We previously reported that exposure to extremely low‐frequency electromagnetic fields (ELFEFs) increases the expression and function of voltage‐gated Ca^2+^ channels and that Ca^2+^ influx through Ca~v~1 channels plays a key role in promoting the neuronal differentiation of neural stem/progenitor cells (NSCs). The present study was conducted to determine whether ELFEFs influence the neuronal differentiation of NSCs isolated from the brain cortices of newborn mice by modulating Ca~v~1‐channel function. In cultures of differentiating NSCs exposed to ELFEFs (1 mT, 50 Hz), the percentage of cells displaying immunoreactivity for neuronal markers (β‐III‐tubulin, MAP2) and for Ca~v~1.2 and Ca~v~1.3 channels was markedly increased. NSC‐differentiated neurons in ELFEF‐exposed cultures also exhibited significant increases in spontaneous firing, in the percentage of cells exhibiting Ca^2+^ transients in response to KCl stimulation, in the amplitude of these transients and of Ca^2+^ currents generated by the activation of Ca~v~1 channels. When the Ca~v~1‐channel blocker nifedipine (5 µM) was added to the culture medium, the neuronal yield of NSC differentiation dropped significantly, and ELFEF exposure no longer produced significant increases in β‐III‐tubulin‐ and MAP2‐immunoreactivity rates.

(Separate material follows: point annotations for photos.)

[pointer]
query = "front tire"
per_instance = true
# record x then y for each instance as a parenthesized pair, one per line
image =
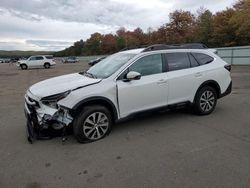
(46, 65)
(93, 123)
(205, 101)
(23, 66)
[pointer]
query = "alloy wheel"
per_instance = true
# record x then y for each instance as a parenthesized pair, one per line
(95, 125)
(207, 101)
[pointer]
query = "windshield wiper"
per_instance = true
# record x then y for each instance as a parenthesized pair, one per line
(88, 74)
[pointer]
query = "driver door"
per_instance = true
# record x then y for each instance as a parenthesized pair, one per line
(149, 92)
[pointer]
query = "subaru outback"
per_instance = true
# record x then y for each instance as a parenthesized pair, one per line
(125, 84)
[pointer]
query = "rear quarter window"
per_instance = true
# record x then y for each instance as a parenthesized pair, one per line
(177, 61)
(202, 59)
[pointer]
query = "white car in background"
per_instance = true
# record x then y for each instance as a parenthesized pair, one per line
(45, 61)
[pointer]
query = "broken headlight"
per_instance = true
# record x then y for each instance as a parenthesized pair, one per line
(53, 99)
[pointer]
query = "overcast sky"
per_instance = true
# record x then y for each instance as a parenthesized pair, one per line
(56, 24)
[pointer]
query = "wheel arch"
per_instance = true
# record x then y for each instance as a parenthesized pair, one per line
(96, 101)
(211, 83)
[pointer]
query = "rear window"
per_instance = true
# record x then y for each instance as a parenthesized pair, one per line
(49, 57)
(202, 58)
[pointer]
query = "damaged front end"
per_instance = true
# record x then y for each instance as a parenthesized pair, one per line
(45, 118)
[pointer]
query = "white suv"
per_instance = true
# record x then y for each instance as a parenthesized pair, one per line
(45, 61)
(125, 84)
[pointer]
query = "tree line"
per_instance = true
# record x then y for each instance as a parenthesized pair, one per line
(230, 27)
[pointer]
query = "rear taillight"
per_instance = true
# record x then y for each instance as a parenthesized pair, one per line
(228, 67)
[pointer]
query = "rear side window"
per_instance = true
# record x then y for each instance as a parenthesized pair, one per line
(148, 65)
(193, 61)
(177, 61)
(39, 58)
(202, 58)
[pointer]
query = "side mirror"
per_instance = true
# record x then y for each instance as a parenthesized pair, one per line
(132, 75)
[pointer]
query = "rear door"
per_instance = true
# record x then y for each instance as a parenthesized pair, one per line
(184, 76)
(36, 61)
(148, 92)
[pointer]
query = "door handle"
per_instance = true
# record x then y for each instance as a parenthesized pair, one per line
(162, 81)
(198, 74)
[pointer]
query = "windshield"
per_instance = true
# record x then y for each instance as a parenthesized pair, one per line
(110, 65)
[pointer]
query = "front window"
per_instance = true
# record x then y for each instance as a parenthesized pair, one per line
(110, 65)
(148, 65)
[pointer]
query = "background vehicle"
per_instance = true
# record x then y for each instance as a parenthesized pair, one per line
(127, 83)
(71, 59)
(45, 61)
(95, 61)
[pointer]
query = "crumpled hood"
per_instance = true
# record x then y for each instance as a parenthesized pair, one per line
(61, 84)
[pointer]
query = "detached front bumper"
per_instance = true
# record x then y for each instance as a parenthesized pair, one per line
(44, 123)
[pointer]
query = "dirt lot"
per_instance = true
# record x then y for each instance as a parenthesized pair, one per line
(171, 149)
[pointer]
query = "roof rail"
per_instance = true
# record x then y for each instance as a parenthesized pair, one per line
(134, 47)
(174, 46)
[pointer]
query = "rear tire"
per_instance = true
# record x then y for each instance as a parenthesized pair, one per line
(92, 124)
(46, 65)
(23, 66)
(205, 101)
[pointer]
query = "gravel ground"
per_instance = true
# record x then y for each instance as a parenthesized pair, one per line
(167, 149)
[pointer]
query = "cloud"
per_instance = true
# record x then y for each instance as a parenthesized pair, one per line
(71, 20)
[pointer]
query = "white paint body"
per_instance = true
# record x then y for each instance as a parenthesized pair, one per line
(32, 62)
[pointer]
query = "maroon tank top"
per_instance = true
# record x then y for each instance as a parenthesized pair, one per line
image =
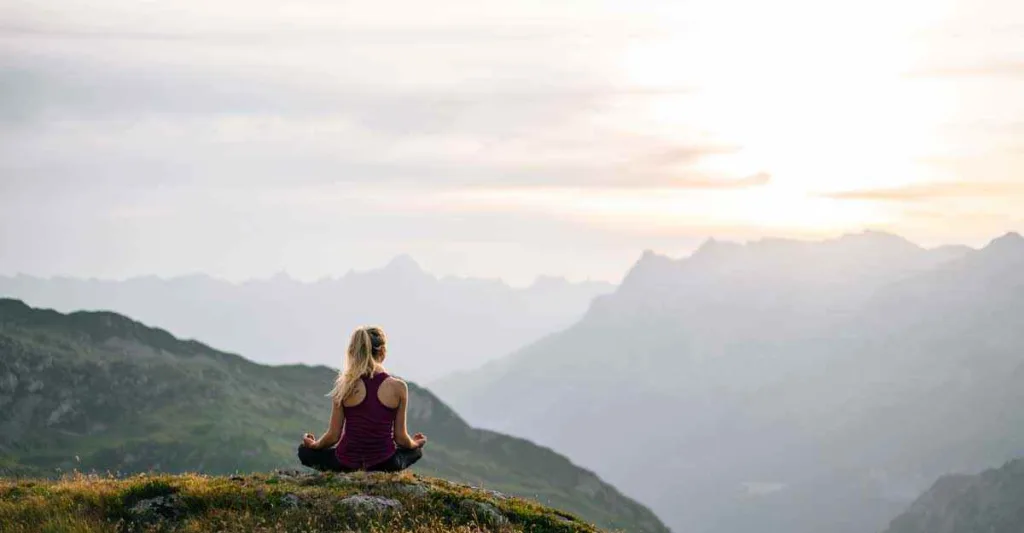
(368, 436)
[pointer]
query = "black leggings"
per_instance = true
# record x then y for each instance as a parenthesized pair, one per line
(326, 460)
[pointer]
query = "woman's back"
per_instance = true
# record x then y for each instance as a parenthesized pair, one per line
(368, 437)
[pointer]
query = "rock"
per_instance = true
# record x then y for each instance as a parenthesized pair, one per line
(484, 513)
(290, 500)
(372, 504)
(415, 490)
(493, 493)
(166, 507)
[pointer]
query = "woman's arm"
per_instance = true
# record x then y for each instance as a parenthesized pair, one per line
(333, 434)
(401, 437)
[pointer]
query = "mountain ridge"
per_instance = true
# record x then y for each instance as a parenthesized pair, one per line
(281, 320)
(760, 367)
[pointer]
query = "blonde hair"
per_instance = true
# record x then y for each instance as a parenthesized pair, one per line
(366, 351)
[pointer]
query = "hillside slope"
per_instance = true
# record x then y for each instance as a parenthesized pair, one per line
(99, 392)
(279, 502)
(989, 502)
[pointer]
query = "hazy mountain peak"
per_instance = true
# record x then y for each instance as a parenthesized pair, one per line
(403, 264)
(875, 236)
(1011, 240)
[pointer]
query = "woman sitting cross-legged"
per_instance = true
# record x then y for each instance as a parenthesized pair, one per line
(369, 415)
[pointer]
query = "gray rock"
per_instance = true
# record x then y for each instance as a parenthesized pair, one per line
(290, 500)
(167, 507)
(371, 504)
(415, 490)
(484, 513)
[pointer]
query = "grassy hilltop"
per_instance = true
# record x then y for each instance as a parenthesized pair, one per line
(98, 392)
(284, 501)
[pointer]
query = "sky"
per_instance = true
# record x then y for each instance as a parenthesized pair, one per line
(495, 139)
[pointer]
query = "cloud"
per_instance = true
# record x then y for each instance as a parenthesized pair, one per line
(1013, 70)
(935, 190)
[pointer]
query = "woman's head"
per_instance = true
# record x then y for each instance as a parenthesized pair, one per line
(367, 350)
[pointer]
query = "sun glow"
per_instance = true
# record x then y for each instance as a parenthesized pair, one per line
(815, 94)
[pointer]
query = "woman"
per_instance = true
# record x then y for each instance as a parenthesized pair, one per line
(369, 415)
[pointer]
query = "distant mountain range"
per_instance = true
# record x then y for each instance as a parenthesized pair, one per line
(988, 502)
(779, 385)
(95, 391)
(436, 325)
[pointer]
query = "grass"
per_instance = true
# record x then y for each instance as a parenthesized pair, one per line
(266, 502)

In contrast, the effects of ELFEFs were preserved when NSCs were cultured in the presence of either glutamate receptor antagonists or Ca~v~2.1‐ and Ca~v~2.2‐channel blockers. ELFEF stimulation during the first 24 h of differentiation caused Ca~v~1‐dependent increases in the number of cells displaying CREB phosphorylation. Our data suggest that ELFEF exposure promotes neuronal differentiation of NSCs by upregulating Ca~v~1‐channel expression and function. J. Cell. Physiol. 215: 129–139, 2008. © 2007 Wiley‐Liss, Inc.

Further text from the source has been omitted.